Spanish chef and television presenter (born 1960)

Eva Arguiñano (born 4 April 1960) is a Spanish chef and television presenter.

She is the sister of Karlos Arguiñano and began working for him in his restaurant and television shows. Since 27 March 2006 she has presented Hoy cocinas tú ('You're cooking today') on the Spanish network laSexta. She has published several cookbooks, mainly about desserts.

==Life==
Eva started working in the kitchen at 16 years old, as an assistant pastry chef, along with her brother. After studying several training courses cooking, she managed to improve her technique, focusing on pastries, and later became head pastry chef, at a restaurant opened by her father.

She made her television debut in 1991 in the TVE program "cuisine every day", which featured her brother, taking care of related dessert recipes, and remained in the following seasons.
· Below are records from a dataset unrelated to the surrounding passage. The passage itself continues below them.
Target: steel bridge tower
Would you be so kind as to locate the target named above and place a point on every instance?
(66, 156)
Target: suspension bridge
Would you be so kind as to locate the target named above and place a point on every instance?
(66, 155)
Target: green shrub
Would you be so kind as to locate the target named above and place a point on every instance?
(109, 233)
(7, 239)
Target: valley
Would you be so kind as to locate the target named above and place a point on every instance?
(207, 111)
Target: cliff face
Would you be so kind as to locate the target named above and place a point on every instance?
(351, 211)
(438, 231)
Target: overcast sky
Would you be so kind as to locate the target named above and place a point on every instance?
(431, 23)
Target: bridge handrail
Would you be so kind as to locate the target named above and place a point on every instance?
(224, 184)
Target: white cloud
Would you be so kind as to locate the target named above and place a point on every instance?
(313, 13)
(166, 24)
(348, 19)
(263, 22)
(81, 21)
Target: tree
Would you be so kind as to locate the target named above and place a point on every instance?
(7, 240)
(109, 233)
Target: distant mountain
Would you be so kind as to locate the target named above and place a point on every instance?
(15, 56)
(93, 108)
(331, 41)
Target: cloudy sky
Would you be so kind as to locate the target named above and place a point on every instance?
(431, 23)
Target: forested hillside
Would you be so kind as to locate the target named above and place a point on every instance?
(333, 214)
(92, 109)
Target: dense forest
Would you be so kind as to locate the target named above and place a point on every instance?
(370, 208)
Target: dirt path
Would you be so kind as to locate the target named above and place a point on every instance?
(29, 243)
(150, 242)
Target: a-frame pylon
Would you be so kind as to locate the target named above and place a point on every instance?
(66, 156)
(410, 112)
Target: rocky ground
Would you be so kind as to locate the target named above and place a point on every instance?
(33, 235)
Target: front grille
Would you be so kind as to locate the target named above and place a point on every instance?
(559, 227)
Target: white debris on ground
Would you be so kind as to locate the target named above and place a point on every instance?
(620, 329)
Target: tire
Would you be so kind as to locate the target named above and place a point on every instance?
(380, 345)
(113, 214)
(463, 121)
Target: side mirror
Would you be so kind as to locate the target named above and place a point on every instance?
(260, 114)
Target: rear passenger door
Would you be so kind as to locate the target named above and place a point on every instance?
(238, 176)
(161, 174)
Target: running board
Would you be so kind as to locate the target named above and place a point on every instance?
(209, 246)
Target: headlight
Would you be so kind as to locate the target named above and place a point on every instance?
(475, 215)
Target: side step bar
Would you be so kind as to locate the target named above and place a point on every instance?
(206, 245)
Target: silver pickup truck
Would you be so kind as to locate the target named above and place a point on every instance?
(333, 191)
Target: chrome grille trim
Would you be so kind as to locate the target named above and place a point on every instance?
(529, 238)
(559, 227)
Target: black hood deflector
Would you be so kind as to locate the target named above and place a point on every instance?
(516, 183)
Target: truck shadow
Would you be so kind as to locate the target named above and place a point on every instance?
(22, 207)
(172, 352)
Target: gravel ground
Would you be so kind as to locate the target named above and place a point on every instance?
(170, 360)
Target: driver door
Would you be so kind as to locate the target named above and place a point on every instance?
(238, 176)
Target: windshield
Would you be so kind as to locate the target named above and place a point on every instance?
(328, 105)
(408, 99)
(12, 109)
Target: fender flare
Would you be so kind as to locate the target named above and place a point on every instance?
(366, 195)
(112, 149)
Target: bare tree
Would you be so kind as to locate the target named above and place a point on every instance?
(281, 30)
In 1998, coinciding with a temporary stay of his brother in Argentina, she participated in the program "Telecinco kitchen", and then again coincided with Karlos Arguiñano Karlos program "in your kitchen," Channel Thirteen of the Andean country.

In 2006 she got her own program on the television channel La Sexta, presenting "Today your kitchens", a program in which she depicted a person how to develop a menu that will later perform properly for their invitation. Eva remained at the forefront until 2009; the program also presented in the same channel, "temptations of Eve" (2007).

During the years 2009 and 2010, she conducted several special programs for television "Hogarutil as Eve" and "Christmas with Enrique" (with Enrique Fleischmann) or "Breakfast and snacks Eva Arguiñano". Between 2011 and 2013s, he presented a culinary reality show called "Kitchen with new feeling".

On 18 April 2013 the confectioner was admitted to the intensive care unit of the Donostia Hospital in San Sebastian, after suffering a heart attack. A week later she was transferred to the Polyclinic in the same city, where she recovered from heart surgery.